Jacob Hamblin’s eight rules in dealing with the Indians throughout his life:
- I never talk anything but the truth to them.
- I think it useless to speak of things they cannot comprehend.
- I strive by all means to never let them see me in a passion.
- Under no circumstances show fear, thereby showing to them that I have a sound heart and a straight tongue.
- Never approach them in an austere manner nor use more words than are necessary to convey my ideas, not in a higher tone of voice than to be distinctly heard.
- Always listen to them when they wish to tell of their grievances, and redress their wrongs, however trifling they may be if possible. If I cannot I let them know I have a desire to do so.
- I never allow them to hear me use profane or obscene language or take any unbecoming course with them.
- I never submit to any unjust demands or submit to coercion under any circumstances, thereby showing them that I govern and am governed by the rule of right not by might.
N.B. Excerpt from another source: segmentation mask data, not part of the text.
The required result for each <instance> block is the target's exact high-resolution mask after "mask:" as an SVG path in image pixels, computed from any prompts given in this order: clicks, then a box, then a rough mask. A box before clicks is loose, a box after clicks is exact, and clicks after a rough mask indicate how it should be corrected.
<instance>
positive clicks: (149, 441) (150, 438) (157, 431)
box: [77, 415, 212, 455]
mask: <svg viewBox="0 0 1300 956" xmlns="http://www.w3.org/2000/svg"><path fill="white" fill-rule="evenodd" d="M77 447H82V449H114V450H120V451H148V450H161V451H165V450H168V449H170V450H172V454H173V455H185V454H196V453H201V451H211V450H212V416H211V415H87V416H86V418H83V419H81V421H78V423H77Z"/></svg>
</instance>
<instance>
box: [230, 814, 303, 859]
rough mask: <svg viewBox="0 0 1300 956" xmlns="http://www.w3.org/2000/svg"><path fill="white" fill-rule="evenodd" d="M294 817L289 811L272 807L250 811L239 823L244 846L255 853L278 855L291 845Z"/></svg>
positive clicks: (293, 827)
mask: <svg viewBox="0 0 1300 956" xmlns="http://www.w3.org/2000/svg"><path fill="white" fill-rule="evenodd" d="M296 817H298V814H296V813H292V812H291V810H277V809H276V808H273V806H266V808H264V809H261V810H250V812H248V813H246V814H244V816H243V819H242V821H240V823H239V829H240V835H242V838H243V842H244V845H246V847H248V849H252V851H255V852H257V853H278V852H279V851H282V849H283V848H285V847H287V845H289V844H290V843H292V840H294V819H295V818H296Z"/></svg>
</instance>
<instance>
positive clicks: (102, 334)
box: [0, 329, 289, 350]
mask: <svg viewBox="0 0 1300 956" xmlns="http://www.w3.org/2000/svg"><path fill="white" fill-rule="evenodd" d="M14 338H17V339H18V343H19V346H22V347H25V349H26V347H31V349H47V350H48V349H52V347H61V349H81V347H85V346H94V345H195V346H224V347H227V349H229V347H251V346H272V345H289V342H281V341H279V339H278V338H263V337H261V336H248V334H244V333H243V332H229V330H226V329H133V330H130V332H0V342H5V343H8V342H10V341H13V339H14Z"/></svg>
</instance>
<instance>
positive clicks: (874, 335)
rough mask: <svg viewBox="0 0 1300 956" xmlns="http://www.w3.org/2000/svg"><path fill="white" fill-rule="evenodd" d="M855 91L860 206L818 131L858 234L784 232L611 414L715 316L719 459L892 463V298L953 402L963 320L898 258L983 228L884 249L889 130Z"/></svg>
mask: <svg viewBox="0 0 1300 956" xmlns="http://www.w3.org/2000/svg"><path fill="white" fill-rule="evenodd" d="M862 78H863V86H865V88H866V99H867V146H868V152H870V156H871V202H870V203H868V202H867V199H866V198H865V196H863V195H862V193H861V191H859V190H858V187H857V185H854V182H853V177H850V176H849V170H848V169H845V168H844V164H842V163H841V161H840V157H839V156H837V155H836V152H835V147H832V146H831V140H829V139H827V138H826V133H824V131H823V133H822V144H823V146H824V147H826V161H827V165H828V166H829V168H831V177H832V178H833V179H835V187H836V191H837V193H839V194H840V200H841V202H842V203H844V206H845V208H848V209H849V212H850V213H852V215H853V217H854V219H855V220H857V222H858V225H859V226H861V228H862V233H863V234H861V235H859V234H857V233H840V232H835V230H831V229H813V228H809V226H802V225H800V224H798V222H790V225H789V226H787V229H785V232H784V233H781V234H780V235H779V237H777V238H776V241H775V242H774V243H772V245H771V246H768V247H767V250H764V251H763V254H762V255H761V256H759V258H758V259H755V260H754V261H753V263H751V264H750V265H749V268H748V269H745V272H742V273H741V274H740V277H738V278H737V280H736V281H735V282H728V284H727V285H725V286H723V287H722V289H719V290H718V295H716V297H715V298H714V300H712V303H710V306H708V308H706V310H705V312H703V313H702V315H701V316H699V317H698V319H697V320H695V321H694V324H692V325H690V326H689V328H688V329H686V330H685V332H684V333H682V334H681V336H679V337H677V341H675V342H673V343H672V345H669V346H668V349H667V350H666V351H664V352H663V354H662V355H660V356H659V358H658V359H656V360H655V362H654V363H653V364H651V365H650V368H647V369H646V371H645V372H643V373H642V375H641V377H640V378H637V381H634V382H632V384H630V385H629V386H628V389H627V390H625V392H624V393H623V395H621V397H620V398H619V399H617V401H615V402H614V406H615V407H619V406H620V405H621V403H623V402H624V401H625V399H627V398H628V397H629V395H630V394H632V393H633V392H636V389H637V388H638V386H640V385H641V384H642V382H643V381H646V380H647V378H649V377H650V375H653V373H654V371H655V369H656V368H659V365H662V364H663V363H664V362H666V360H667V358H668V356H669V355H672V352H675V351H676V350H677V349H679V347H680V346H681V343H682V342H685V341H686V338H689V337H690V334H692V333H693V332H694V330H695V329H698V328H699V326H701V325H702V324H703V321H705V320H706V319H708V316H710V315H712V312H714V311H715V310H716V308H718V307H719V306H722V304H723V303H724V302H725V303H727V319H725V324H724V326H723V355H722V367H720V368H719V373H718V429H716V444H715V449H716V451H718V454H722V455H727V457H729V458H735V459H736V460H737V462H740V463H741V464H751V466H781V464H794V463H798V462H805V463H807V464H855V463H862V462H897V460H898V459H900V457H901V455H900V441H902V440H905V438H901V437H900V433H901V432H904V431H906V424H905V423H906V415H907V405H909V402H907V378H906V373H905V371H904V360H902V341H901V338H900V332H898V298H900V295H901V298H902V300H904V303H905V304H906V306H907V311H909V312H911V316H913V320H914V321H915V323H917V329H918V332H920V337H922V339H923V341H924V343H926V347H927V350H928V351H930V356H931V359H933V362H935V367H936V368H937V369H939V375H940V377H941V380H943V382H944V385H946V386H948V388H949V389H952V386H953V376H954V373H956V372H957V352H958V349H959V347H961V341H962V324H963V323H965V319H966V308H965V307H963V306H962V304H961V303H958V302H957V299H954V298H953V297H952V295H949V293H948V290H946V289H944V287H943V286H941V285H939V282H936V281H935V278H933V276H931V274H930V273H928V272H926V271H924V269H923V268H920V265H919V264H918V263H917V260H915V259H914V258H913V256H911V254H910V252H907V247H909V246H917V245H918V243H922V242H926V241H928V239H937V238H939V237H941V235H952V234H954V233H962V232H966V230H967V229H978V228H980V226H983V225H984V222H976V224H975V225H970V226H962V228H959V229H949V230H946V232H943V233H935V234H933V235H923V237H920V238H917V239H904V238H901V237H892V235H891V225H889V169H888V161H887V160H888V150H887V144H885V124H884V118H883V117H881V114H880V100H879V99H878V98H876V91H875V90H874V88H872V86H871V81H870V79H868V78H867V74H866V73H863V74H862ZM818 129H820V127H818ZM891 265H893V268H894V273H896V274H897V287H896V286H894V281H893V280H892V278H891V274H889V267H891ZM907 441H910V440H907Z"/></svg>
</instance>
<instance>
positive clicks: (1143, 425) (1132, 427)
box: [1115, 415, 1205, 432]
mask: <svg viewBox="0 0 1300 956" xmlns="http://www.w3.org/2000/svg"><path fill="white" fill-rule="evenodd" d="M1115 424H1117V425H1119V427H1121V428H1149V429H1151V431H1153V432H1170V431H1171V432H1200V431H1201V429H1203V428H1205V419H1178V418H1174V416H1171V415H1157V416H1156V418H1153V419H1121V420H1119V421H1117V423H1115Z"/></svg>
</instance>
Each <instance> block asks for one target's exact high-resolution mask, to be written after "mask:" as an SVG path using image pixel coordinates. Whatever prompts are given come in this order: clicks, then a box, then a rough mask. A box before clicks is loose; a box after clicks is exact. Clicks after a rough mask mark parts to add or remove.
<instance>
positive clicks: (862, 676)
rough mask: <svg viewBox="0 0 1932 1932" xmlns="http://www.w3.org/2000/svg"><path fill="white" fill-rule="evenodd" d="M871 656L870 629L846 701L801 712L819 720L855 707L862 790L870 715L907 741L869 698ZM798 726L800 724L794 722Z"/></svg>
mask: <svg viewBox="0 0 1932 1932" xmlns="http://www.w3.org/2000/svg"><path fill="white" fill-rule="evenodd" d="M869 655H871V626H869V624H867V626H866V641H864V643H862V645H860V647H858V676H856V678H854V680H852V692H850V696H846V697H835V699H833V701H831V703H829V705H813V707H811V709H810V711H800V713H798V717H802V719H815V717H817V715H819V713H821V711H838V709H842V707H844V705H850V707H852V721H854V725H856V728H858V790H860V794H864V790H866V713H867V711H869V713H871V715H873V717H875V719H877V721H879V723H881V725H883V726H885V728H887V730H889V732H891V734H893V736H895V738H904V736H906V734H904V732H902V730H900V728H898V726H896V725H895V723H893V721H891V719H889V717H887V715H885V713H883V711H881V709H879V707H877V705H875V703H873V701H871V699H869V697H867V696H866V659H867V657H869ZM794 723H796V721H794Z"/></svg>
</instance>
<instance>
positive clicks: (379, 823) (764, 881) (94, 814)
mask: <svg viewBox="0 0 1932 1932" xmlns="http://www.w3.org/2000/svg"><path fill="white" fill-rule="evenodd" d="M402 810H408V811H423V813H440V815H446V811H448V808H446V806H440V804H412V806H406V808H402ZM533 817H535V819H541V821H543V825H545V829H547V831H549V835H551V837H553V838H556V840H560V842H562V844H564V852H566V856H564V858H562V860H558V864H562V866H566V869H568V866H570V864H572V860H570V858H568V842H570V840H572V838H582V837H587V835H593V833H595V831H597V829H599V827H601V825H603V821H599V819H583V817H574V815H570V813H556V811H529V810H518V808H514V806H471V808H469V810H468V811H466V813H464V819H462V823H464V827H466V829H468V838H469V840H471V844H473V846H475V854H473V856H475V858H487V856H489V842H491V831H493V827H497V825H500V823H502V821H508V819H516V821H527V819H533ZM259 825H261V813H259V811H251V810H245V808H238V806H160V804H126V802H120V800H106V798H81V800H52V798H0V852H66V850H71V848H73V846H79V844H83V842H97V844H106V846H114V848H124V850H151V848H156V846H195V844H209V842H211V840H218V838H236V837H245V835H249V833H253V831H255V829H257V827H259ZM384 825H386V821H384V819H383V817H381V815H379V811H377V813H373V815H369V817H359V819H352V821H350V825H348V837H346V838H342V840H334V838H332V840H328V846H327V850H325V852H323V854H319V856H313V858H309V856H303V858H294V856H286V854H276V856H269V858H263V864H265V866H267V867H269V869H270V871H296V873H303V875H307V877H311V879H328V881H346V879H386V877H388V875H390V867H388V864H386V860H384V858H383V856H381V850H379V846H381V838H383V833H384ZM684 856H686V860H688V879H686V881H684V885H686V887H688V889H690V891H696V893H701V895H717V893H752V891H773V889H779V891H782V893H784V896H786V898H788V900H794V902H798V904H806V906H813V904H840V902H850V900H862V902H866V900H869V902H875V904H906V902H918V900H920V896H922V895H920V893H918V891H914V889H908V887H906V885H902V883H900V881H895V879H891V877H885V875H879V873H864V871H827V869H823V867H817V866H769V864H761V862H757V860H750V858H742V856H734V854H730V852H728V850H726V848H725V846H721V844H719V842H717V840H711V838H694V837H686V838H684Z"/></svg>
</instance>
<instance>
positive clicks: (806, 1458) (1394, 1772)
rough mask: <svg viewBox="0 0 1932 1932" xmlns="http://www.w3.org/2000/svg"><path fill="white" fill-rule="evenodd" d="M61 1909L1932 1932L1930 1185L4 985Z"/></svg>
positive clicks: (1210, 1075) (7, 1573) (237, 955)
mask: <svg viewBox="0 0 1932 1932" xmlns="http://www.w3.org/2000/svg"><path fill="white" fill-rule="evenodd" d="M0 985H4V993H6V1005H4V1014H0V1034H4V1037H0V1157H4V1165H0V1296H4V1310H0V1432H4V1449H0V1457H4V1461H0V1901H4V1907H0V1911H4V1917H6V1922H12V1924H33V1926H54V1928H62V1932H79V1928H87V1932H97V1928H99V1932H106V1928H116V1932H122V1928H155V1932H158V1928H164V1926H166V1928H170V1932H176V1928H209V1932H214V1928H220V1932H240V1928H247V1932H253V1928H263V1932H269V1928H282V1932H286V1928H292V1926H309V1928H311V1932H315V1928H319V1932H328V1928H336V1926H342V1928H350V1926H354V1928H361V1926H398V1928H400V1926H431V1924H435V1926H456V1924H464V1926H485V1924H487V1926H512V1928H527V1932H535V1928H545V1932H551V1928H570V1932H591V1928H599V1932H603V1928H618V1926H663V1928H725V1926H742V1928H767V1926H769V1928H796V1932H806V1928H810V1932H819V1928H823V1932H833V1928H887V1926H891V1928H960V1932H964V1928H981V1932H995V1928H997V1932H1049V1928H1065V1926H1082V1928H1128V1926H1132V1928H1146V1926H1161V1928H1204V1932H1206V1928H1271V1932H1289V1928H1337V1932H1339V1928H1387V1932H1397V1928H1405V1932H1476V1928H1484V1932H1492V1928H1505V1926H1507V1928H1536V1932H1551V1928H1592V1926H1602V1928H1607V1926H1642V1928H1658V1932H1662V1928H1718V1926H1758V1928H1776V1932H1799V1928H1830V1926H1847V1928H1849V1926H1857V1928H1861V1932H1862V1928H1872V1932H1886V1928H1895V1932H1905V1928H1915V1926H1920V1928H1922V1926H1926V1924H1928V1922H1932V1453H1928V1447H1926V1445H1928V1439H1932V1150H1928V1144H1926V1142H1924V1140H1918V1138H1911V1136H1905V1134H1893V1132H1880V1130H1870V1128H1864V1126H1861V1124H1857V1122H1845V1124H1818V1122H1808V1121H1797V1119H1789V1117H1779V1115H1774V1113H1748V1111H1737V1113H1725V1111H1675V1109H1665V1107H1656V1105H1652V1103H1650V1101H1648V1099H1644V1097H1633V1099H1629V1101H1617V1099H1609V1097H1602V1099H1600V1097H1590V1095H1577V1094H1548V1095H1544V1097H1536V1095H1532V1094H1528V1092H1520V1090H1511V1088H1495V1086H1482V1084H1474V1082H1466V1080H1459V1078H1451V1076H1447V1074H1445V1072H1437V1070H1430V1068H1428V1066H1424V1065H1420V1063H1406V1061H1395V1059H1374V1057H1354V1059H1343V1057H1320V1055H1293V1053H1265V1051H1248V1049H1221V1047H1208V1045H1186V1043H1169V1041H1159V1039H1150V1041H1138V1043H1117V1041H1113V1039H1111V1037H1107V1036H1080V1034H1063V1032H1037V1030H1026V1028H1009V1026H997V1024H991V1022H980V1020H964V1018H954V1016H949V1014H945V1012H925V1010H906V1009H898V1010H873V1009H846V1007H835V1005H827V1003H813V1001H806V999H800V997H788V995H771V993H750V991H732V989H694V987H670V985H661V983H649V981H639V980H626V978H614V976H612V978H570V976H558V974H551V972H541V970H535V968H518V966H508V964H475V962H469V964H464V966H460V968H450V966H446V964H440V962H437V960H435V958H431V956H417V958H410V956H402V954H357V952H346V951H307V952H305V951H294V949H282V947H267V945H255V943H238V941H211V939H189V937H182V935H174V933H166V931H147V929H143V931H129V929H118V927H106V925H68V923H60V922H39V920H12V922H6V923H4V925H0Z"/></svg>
Jacob Hamblin adds, “I believe if the rules that I have mentioned were observed there should be little difficulty on our frontier with the Red Man.” Hamblin treated the Native Americans as intelligent equals. He said, “Some people call the Indians superstitious. I admit the fact, but do not think that they are more so than many who call themselves civilized. There are few people who have not received superstitious traditions from their fathers….
The more intelligent part of the Indians believe in one Great Father of all; also in evil influences, and in revelation and prophecy; and in many of their religious rites and ideas, I think they are quite as consistent as the Christian sects of the day.”